Our results do not support the hypothesis that homeotherms (here mammals) have higher molecular evolutionary rates than poikilotherms (fishes). The molecular divergences between Bos–Sus and Takifugu–Tetraodon were not statistically different, whereas they have widely overlapping divergence dates according to the fossil record (Benton and Donoghue 2007). This is consistent with recent comparative studies that failed to find a relationship between molecular rates of evolution and metabolic rates across a wide range of animal taxa (Thomas et al. 2006; Lanfear et al. 2007).

Several recent studies have questioned the adequacy of mitochondrial DNA in quantifying population genetic variability (Bazin et al. 2006; Balloux 2009). Balloux et al. (2009) showed that some protein-coding genes are under selective pressure in the human mtGenome. Nabholz et al (2009) showed that mutation rates of cytochrome b are on average three times higher in mammals than in birds. They also provided evidence for substantial variation among species of the same group. On the other hand, Piganeau and Eyre-Walker (2009) showed a relationship between effective population size and mitochondrial genetic diversity using a different measure based on synonymous polymorphism. All these studies indicate clearly that mtDNA data should be interpreted with care in population studies. In phylogenetic studies, it is clear that mtDNA exhibits significant rate heterogeneity in many cases, a factor that should be taken into account (Pereira and Baker 2006).
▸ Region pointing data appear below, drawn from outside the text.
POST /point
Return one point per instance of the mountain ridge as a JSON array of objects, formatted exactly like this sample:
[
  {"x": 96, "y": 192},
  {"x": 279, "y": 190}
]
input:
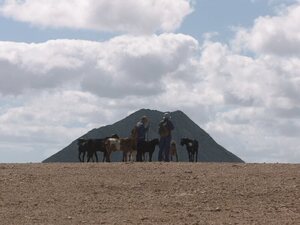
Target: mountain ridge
[{"x": 209, "y": 149}]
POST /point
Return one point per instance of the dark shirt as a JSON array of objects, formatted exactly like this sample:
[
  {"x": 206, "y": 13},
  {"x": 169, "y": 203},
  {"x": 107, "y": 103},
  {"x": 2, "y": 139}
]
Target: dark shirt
[
  {"x": 141, "y": 131},
  {"x": 168, "y": 125}
]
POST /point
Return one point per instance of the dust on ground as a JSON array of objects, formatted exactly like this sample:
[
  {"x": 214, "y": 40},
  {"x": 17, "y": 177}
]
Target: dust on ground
[{"x": 149, "y": 193}]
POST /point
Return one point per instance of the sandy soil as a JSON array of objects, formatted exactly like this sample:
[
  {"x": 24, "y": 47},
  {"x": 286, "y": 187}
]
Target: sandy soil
[{"x": 149, "y": 193}]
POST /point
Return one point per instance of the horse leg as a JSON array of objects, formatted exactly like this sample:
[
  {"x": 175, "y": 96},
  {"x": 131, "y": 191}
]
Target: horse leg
[
  {"x": 96, "y": 156},
  {"x": 104, "y": 156},
  {"x": 79, "y": 156},
  {"x": 150, "y": 156}
]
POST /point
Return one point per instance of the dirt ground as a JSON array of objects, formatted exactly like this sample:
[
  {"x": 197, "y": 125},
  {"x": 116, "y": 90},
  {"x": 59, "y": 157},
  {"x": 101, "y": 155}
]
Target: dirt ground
[{"x": 149, "y": 193}]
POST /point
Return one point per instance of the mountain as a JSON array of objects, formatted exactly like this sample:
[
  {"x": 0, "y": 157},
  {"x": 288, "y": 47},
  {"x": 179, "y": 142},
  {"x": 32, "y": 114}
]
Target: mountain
[{"x": 209, "y": 150}]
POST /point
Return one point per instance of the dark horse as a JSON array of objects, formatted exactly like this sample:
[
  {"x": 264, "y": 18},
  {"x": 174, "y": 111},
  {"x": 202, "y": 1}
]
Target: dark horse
[
  {"x": 91, "y": 147},
  {"x": 149, "y": 146},
  {"x": 191, "y": 147}
]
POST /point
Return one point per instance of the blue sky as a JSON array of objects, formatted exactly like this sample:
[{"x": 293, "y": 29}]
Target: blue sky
[{"x": 232, "y": 66}]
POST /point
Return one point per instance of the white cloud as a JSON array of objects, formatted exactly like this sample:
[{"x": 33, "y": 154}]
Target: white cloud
[
  {"x": 143, "y": 16},
  {"x": 123, "y": 66},
  {"x": 248, "y": 102}
]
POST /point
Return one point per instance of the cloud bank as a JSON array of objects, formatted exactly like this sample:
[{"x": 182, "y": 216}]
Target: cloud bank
[
  {"x": 245, "y": 94},
  {"x": 143, "y": 16}
]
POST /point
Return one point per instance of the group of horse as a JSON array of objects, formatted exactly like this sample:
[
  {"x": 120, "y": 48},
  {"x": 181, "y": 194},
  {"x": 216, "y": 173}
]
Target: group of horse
[{"x": 88, "y": 148}]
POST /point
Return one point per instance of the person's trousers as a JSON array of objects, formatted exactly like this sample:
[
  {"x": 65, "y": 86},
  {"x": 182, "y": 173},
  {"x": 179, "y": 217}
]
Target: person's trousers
[
  {"x": 164, "y": 149},
  {"x": 139, "y": 148}
]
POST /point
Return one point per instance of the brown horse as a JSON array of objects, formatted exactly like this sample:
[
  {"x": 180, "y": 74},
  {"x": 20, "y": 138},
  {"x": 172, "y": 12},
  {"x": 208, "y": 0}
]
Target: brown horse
[{"x": 173, "y": 151}]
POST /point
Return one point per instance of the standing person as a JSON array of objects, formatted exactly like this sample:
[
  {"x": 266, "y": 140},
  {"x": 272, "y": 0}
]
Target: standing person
[
  {"x": 142, "y": 128},
  {"x": 165, "y": 129}
]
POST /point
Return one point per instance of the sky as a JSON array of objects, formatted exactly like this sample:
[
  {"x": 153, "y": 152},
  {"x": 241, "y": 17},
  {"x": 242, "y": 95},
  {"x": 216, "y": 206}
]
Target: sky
[{"x": 68, "y": 66}]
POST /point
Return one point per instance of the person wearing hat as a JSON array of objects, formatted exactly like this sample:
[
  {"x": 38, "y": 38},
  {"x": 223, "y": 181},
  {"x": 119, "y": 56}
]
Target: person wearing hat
[
  {"x": 142, "y": 128},
  {"x": 165, "y": 129}
]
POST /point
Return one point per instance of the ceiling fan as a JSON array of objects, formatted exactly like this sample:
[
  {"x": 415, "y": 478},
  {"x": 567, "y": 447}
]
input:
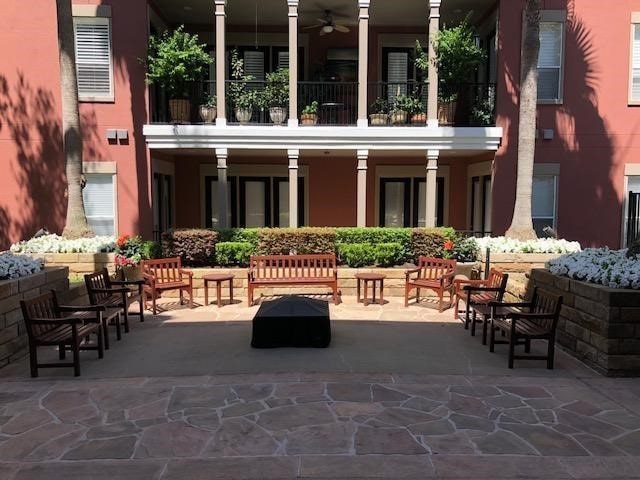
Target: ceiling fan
[{"x": 327, "y": 24}]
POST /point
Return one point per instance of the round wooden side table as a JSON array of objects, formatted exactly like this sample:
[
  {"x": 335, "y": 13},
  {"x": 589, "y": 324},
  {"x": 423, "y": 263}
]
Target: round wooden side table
[
  {"x": 372, "y": 278},
  {"x": 218, "y": 278}
]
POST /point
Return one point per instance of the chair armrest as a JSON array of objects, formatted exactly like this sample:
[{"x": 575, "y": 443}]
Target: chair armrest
[{"x": 81, "y": 308}]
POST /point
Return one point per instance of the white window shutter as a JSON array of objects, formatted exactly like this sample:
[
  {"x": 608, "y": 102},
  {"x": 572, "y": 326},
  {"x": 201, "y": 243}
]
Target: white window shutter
[
  {"x": 93, "y": 57},
  {"x": 98, "y": 199}
]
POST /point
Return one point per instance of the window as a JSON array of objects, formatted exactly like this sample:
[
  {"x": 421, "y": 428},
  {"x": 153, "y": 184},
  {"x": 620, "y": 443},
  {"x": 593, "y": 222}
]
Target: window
[
  {"x": 93, "y": 58},
  {"x": 634, "y": 71},
  {"x": 543, "y": 203},
  {"x": 99, "y": 203}
]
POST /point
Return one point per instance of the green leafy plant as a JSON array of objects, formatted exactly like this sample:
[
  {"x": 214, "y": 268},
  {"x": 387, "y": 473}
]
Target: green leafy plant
[
  {"x": 175, "y": 59},
  {"x": 276, "y": 90},
  {"x": 311, "y": 109},
  {"x": 457, "y": 57}
]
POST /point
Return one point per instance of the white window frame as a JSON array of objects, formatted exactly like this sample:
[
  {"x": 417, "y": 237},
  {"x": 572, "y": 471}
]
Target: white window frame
[
  {"x": 549, "y": 170},
  {"x": 555, "y": 16},
  {"x": 97, "y": 20},
  {"x": 635, "y": 23}
]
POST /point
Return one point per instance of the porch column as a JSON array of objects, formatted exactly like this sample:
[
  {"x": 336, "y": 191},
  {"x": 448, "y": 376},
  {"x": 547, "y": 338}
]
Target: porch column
[
  {"x": 220, "y": 63},
  {"x": 431, "y": 193},
  {"x": 363, "y": 61},
  {"x": 223, "y": 186},
  {"x": 432, "y": 99},
  {"x": 363, "y": 155},
  {"x": 293, "y": 187},
  {"x": 293, "y": 62}
]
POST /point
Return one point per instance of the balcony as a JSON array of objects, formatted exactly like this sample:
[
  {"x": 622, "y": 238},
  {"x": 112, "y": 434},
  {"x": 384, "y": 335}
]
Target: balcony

There seems to be two alternative explanations in order to resolve the apparent paradox in our results: either the divergence between both species of coelacanths is recent and the dating analysis is biased as described above, or the divergence is old and the rate of molecular evolution is remarkably slow in coelacanths. It seems difficult to evoke selective pressures that would be different in these two species because of the similarities of molecular substitutions with chimpanzees, even on third codon positions. Nabholz et al. (2009) evoked the “aging hypothesis” to explain why mutation rate is higher in mammals compared to birds. However, it is not clear how this hypothesis could apply here. Coelacanths are long-lived animals and if mutations accumulate at a low rate in their mtGenome that would be interesting since the metabolic rate hypothesis has been refuted in previous studies (Thomas et al. 2006; Lanfear et al. 2007; Nabholz et al. 2009), and thus would imply the existence of repair mechanisms as suggested for birds (Nabholz et al. 2009).

Our results suggest it is unlikely that the question of the divergence date of the two living coelacanth species could be answered using a traditional approach for the estimation of molecular divergence. The possible future captures of other specimens of L. menadoensis would be particularly welcome in order to quantify the variation in mtGenome in this species. These new data will certainly be essential to solve the issue of the evolutionary dynamics of these fascinating tetrapods.